The Act's substance is unchanged by the renaming. The 1867 statute defined federal and provincial responsibilities, created the Parliament with three parts (Sovereign + Senate + House of Commons), and established the country called the Dominion of Canada. All of that remains in force today, simply under the modern name.

🌎 Why this matters today

The question is testing whether new citizens have noticed Discover Canada's careful renaming of the founding statute. The guide commits to one current name: the Constitution Act, 1867. The right test answer is the same.
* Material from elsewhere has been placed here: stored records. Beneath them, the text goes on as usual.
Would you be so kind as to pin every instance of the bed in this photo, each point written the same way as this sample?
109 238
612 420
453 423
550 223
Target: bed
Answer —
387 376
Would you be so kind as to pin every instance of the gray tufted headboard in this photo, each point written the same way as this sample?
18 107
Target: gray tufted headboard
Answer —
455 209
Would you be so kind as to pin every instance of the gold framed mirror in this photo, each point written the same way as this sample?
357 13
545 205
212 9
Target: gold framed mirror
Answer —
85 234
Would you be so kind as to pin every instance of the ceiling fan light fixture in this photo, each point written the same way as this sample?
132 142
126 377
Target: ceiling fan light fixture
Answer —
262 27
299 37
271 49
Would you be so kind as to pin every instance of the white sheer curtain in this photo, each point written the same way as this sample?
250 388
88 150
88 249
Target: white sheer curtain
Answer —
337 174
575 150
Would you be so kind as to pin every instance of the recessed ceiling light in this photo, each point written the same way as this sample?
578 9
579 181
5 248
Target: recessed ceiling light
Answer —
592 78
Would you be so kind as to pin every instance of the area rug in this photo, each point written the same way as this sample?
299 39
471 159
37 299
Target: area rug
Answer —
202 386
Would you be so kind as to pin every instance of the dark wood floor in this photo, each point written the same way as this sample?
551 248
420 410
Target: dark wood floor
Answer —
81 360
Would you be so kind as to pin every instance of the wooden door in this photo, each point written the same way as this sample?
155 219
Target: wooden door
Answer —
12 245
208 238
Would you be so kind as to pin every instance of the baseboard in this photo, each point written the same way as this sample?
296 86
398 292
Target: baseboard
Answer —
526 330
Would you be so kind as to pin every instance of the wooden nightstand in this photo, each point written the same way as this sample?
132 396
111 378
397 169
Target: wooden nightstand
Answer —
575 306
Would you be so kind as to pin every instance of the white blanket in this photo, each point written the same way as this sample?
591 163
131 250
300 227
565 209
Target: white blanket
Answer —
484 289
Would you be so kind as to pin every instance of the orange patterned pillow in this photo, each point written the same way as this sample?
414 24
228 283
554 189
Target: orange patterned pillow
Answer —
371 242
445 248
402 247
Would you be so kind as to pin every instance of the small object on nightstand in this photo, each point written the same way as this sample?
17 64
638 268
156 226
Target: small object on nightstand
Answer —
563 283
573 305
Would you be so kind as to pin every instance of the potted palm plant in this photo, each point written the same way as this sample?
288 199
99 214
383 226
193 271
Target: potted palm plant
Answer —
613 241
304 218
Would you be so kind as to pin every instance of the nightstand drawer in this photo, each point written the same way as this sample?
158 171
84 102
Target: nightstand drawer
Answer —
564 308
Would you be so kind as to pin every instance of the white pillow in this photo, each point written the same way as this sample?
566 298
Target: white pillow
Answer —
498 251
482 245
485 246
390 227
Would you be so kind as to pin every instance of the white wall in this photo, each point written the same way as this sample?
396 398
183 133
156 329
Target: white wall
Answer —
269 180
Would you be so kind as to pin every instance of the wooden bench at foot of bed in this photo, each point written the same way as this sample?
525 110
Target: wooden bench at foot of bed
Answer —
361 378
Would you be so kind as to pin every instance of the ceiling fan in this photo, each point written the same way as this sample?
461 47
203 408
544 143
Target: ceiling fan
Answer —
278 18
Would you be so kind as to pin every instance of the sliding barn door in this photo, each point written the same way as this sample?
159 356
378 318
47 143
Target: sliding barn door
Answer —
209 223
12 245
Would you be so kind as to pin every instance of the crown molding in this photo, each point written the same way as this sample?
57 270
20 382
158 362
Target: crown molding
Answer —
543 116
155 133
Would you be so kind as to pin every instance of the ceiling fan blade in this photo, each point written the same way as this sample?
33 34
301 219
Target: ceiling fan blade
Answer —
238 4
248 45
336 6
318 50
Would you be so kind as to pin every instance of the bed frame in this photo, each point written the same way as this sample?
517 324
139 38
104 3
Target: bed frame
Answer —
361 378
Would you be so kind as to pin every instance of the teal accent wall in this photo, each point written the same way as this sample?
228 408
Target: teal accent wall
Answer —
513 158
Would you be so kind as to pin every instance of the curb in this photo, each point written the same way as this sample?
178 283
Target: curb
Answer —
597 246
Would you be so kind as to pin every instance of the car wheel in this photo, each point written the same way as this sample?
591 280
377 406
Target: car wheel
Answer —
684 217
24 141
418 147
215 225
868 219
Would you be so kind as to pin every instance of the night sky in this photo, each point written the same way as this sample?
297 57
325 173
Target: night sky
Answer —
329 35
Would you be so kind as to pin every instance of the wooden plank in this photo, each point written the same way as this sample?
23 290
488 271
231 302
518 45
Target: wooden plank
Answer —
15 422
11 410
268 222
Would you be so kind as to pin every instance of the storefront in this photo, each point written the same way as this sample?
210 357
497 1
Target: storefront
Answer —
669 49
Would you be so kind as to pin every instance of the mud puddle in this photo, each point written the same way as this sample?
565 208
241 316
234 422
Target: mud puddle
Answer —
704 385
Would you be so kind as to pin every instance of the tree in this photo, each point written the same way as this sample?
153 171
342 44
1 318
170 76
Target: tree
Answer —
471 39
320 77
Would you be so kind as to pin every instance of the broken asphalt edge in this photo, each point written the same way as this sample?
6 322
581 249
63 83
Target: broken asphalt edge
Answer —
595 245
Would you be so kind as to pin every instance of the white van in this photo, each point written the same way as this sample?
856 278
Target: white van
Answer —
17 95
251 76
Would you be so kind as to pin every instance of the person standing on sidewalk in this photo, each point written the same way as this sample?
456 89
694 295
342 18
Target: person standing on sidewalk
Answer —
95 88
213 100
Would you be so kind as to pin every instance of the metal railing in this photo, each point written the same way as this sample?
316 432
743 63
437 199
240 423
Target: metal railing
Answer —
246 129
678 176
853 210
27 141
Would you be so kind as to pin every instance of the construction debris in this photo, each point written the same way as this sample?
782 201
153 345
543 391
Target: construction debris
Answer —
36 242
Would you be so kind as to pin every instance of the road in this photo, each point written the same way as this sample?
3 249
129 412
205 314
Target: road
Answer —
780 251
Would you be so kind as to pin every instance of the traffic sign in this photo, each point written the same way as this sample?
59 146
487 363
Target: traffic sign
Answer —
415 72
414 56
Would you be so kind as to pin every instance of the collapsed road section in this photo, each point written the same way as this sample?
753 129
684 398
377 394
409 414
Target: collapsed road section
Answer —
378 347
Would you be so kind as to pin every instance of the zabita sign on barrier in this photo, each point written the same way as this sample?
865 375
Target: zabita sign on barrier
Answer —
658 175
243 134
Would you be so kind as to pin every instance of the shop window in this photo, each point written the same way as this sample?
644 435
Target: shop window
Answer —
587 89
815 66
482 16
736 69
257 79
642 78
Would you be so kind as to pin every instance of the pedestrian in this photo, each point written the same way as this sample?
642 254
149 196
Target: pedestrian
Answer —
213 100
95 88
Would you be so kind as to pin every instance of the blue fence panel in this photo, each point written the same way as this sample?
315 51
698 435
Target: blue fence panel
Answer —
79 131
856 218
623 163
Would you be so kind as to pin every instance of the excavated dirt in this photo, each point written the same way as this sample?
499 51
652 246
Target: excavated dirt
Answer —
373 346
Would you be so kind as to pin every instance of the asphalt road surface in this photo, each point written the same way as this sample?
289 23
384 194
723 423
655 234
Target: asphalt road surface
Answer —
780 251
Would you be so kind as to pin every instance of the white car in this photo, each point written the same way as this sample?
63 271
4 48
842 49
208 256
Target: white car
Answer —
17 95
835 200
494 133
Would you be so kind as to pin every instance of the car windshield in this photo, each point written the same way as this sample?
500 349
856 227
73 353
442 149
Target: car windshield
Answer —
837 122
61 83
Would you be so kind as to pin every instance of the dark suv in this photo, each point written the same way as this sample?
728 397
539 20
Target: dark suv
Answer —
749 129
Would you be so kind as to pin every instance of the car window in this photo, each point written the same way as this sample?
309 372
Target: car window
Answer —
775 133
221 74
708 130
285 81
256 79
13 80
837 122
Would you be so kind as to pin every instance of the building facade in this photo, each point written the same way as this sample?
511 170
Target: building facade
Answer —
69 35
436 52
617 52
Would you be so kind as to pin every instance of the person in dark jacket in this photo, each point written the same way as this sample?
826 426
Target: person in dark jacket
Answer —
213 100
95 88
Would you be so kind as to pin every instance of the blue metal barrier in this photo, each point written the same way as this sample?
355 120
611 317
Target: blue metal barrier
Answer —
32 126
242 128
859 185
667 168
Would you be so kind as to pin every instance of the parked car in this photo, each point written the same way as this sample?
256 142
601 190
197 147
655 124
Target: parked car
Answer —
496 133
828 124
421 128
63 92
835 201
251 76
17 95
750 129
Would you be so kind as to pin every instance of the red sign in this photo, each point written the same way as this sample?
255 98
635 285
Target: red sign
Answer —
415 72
The wrong answer choices each pick a different historical statute. The Quebec Act is from 1774, before Confederation. The other distractor titles point to different constitutional documents that Discover Canada does not link with the British North America Act in this passage. Only Constitution Act, 1867 matches.

📜 From Discover Canada

"The responsibilities of the federal and provincial governments were defined in 1867 in the British North America Act, now known as the Constitution Act, 1867."

⚠️ Common misconceptions

1

The Quebec Act answer choice is wrong. Discover Canada places the Quebec Act in 1774 — almost a century before Confederation. It dealt with Catholic religious freedom and French civil law, not the federal/provincial structure of Canada.

2

The Statute of Westminster answer choice is wrong. Discover Canada never describes the British North America Act as renaming the Statute of Westminster.

3

The fourth answer choice is wrong. Discover Canada identifies the British North America Act's modern name as the Constitution Act, 1867 — not by any other Canada-related title.

4

Don't drop the year. Discover Canada's exact phrase is "the Constitution Act, 1867," with the year attached — distinguishing it from later amendments to the Canadian Constitution, including the 1982 entrenchment of the Charter.

Key points to remember

Modern name / answer:
The Constitution Act, 1867
Original name:
The British North America Act
Year passed:
1867
Source statement:
"The British North America Act, now known as the Constitution Act, 1867."
What the Act did:
Defined federal and provincial responsibilities; established Parliament; created the Dominion of Canada
Later constitutional amendment:
1982 — entrenchment of the Canadian Charter of Rights and Freedoms

💡 Memory tip

Two names, one law: British North America Act = Constitution Act, 1867. Discover Canada's exact phrase: "now known as the Constitution Act, 1867."